We had a good laugh as I continued to scan the yard for another moose passerby, but no others showed up.
Indeed, such is the case with Minnesota's northwestern moose population these days; not many are showing up. Not long ago, moose were common there. In fact, in the 1980s, some 4,000 moose inhabited the aspen parkland region of the state. By all accounts, it appeared that the population of moose was healthy, growing, and expanding.
Moreover, during that period, including throughout most of the 1990s, one could, if having never observed a Minnesota moose before, be practically guaranteed of seeing a moose by simply driving through Agassiz National Wildlife Refuge, north of Thief River Falls. The refuge then, and yet today, offers plenty of prime wetland and woodland habitat for moose. Not so today. The moose are, for all practical purposes, gone.
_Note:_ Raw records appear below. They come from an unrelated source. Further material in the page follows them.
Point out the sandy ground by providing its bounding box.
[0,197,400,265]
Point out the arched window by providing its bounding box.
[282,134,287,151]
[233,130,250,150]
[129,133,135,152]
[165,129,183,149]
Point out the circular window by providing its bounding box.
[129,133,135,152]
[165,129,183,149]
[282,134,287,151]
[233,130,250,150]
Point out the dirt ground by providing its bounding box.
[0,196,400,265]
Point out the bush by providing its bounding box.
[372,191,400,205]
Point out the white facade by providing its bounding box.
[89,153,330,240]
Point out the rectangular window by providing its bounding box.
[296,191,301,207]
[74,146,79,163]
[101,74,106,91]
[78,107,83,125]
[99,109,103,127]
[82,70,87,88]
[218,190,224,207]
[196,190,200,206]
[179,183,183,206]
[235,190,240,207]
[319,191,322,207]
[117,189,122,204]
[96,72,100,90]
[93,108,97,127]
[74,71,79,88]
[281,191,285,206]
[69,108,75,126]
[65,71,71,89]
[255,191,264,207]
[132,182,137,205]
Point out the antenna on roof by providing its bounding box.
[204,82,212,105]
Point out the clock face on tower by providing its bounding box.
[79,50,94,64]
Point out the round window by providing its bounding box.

The same is true for Minnesota's northwestern-most county - Kittson County. Karlstad, a bustling community in the county about 35 miles northwest of Thief River Falls, was designated many years ago by its citizens as, "The Moose Capital of the North."
It was there, during the summer of 1994 while working as a forest health monitor for DNR Forestry Resource Assessment, that I saw one of the largest bull moose I've ever seen. In fact, up to that point in my life, I believe the animal was only the third moose I had ever observed.
The first night of my two or three-day stay, I asked a Karlstad resident where I might see a moose.
He smiled and said, "North, south, east or west, take your pick; they're all over the place."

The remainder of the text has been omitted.